United States v. Velasquez
5:11-cr-50075
W.D. Ark.Apr 25, 2022Background
- Defendant Arles Velasquez convicted by jury of: witness tampering (18 U.S.C. §1512(a)(2)(A)), conspiracy to distribute methamphetamine (21 U.S.C. §841), and possession of a firearm by a prohibited person (18 U.S.C. §922(g)).
- Original aggregate sentence was 324 months; court reduced it to 262 months in 2015 after a retroactive Guideline amendment; projected release date November 3, 2029.
- Offense involved an active role in a conspiracy responsible for 5–15 kilograms of methamphetamine and, while in custody, Velasquez arranged an assault on a co‑conspirator he accused of being a “rat.”
- Velasquez filed a motion under the First Step Act/18 U.S.C. §3582(c) requesting reduction to time served and claimed he exhausted BOP administrative remedies.

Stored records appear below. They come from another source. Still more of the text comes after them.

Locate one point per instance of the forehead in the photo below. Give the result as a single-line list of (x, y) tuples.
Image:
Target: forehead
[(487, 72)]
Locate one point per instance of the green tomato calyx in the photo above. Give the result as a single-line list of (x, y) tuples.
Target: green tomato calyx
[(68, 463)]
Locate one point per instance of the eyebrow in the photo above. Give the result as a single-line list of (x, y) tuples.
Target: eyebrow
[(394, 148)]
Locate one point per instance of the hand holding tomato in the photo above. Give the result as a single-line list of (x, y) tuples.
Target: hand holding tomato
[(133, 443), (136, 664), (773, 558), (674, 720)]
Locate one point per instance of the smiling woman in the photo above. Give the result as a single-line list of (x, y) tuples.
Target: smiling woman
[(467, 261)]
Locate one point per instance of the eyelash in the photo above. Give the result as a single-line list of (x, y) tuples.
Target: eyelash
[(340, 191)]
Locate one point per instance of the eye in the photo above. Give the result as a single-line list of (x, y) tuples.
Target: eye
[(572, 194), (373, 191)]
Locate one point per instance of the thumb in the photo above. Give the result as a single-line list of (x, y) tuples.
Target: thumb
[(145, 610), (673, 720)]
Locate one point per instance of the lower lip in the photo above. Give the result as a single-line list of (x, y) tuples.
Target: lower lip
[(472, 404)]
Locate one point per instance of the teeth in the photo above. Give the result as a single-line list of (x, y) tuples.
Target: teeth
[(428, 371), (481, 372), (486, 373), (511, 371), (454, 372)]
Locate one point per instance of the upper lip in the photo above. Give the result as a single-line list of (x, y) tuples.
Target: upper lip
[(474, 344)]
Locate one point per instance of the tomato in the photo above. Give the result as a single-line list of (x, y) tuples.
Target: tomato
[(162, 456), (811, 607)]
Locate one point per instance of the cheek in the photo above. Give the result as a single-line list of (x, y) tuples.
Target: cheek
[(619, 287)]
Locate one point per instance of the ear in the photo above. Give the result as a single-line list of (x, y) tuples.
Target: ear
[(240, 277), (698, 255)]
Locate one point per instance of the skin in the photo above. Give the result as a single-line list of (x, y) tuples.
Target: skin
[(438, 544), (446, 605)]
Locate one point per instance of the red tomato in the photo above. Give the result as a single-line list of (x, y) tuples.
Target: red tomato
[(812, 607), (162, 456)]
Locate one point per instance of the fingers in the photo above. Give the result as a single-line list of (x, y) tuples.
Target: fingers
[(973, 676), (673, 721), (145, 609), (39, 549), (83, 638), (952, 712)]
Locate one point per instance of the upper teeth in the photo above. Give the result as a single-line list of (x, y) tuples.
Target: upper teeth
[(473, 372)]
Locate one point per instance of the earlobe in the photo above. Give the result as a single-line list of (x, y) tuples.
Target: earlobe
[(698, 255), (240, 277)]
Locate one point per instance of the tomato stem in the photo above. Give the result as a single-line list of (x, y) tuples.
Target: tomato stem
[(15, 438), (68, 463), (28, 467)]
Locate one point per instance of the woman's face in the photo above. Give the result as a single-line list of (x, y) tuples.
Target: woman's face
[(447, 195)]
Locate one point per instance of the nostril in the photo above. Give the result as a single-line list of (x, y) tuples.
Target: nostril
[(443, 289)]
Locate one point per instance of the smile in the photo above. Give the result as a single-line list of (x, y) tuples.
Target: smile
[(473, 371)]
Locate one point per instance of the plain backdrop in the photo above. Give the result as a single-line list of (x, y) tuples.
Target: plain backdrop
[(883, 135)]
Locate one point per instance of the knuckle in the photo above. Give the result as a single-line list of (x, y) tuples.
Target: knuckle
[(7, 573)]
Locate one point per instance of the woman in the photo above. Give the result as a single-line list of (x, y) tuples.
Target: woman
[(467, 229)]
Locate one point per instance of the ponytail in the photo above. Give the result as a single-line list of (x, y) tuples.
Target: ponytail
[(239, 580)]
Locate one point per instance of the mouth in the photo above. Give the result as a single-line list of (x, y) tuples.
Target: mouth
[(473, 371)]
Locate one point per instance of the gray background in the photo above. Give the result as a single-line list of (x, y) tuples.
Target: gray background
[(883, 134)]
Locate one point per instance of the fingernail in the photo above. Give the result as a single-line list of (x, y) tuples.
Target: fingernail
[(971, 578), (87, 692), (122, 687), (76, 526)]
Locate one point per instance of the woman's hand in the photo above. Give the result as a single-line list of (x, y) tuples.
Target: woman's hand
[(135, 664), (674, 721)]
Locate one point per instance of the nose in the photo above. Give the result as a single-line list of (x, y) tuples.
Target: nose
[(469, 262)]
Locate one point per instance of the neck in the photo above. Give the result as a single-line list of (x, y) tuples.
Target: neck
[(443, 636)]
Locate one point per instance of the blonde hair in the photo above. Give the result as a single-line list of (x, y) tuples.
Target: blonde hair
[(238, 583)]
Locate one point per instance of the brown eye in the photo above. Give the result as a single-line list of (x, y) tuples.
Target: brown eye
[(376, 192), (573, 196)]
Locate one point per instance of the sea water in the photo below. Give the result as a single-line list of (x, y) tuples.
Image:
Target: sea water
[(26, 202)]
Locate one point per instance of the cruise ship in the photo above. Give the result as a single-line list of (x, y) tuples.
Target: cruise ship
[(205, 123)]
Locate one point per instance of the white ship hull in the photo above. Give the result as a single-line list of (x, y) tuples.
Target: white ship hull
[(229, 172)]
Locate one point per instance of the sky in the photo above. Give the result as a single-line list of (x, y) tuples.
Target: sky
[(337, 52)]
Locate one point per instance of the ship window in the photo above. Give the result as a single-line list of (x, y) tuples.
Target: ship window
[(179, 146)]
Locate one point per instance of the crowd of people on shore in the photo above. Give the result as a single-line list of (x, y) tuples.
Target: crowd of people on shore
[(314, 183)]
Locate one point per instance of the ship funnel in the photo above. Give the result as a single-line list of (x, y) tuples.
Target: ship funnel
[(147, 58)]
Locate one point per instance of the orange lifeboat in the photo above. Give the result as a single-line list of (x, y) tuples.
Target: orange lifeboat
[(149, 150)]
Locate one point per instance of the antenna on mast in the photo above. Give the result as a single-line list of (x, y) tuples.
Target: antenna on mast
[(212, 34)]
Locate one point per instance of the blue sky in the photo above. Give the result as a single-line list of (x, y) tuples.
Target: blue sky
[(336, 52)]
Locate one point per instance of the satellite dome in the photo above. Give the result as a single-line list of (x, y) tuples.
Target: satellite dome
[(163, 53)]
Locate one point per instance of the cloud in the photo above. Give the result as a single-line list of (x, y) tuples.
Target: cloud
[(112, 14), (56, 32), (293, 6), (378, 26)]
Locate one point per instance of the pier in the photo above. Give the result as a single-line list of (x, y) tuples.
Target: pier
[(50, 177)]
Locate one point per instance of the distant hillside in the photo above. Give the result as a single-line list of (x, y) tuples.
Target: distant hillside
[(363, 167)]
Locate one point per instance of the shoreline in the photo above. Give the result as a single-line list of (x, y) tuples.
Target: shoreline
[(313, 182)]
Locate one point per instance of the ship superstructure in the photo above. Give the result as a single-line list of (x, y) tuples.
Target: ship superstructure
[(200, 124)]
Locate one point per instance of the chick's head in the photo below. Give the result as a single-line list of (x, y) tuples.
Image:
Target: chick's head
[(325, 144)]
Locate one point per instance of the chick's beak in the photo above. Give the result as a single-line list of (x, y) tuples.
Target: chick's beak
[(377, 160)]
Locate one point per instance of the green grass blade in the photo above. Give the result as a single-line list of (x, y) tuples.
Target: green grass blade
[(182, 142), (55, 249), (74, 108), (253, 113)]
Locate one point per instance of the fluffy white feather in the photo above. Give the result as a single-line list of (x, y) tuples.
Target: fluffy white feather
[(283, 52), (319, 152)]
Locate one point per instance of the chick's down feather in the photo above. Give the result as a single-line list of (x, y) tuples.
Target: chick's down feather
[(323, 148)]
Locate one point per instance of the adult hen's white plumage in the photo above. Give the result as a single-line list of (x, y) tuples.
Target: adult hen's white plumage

- Court applied the §3582(c) framework (exhaustion, extraordinary/compelling reasons consistent with Sentencing Commission policy statements, and consideration of 18 U.S.C. §3553(a) factors) and denied the motion because §3553(a) factors did not support release.
Issues
| Issue | Plaintiff's Argument | Defendant's Argument | Held |
|---|---|---|---|
| Procedural eligibility (exhaustion) for §3582(c) motion | United States implicitly opposed release; emphasized standards must be met | Velasquez asserted he exhausted BOP remedies | Court proceeded without requiring a response and treated exhaustion as satisfied/claimed; denial was on merits (§3553(a)), not exhaustion |
| Whether extraordinary and compelling reasons justify reduction | Government would not find such reasons shown (no response filed) | Velasquez argued his sentence would be much lower if sentenced today | Court did not grant relief on this ground; analysis focused on §3553(a) factors rather than finding extraordinary/compelling reasons |
| Whether §3553(a) factors warrant reduction to time served | United States: reduction unwarranted given offense seriousness and need to avoid disparity | Velasquez: sentence is excessive under current law/guidelines; asks time served | Denied. Court found the nature, seriousness (5–15 kg meth; arranged assault while in custody), and current guideline range (262–327 months) support the existing 262‑month term |
Key Cases Cited
- No cases with official reporter citations were cited in the opinion.